This time, finally did not submit the WA.
1154. Day of the Year
Simple question. Print a few days a year to the present, we can distinguish a leap year. // Do not ask me run, ping What do you mean = =.
class Solution { public: int dayOfYear(string date) { vector<int> days_run = {31,29,31,30,31,30,31,31,30,31,30,31}; vector<int> days_ping = {31,28,31,30,31,30,31,31,30,31,30,31}; int year = -1; int month = -1; int day = -1; date.push_back('-'); string str; for(auto& ch : date) { if(ch == '-') { if(year == -1) { year = atoi(str.c_str()); } else if(month == -1) { month = atoi(str.c_str()); } else if(day == -1) { day = atoi(str.c_str()); } str.clear(); } else { str.push_back(ch); } } int res = 0; if((year % 4 == 0 && year % 100 != 0) || (year % 400 == 0 && year % 3200 != 0)) // runnian { for(int i = 0;i < month - 1;i++) { res += days_run[i]; } res += day; } else { for(int i = 0;i < month - 1;i++) { res += days_ping[i]; } res += day; } return res; } };
1155. Number of Dice Rolls With Target Sum
Moderate problem, dynamic programming.

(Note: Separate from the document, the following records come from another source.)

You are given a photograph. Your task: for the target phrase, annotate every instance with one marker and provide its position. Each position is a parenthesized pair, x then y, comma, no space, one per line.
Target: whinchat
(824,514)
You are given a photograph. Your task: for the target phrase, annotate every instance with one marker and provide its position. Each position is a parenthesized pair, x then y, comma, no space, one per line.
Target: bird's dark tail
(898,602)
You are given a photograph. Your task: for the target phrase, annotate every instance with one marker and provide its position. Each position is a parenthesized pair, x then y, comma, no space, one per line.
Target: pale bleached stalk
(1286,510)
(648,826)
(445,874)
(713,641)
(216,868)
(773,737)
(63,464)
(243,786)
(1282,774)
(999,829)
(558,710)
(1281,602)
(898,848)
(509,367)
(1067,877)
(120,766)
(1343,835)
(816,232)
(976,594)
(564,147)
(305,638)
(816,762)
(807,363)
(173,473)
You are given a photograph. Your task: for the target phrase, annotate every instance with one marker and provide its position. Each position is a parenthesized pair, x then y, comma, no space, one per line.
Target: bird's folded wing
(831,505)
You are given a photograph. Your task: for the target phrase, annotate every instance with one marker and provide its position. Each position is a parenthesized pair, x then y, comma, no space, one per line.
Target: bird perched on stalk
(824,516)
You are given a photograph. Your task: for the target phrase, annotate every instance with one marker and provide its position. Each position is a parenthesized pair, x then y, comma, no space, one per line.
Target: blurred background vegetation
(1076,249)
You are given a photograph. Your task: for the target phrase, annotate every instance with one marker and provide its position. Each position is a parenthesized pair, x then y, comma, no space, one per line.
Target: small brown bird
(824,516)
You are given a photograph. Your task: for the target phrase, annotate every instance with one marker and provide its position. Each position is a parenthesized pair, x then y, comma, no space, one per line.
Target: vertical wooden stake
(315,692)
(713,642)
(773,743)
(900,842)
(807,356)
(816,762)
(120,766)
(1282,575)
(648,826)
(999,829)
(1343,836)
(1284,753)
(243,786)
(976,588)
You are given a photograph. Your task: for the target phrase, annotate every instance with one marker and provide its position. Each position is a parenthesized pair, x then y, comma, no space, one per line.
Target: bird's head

You d dice, comprising a number of 1 ~ f, is the sum of all the dice of the target number of results, to write a recursive old write not anxious to change the game recursion. They would have to try a non-recursive can not write right. The title of d, f looked really uncomfortable named.
class Solution { public: vector<vector<int>> dp; int numRollsToTarget(int d, int f, int target) { // d : number f : maxnum if(dp.size() == 0) { dp.resize(d + 1, vector<int>(target + 1, -1)); } if(d == 0) { if(target == 0) return 1; else return 0; } if(target <= 0) return 0; if(dp[d][target] != -1) return dp[d][target]; int res = 0; for(int k = 1; k <= f; k++) { res = (res + numRollsToTarget(d - 1, f, target - k)) % 1000000007; } return dp[d][target] = res; } };
Just fill up a non-recursive, really is not difficult, do not know Editor's Note game.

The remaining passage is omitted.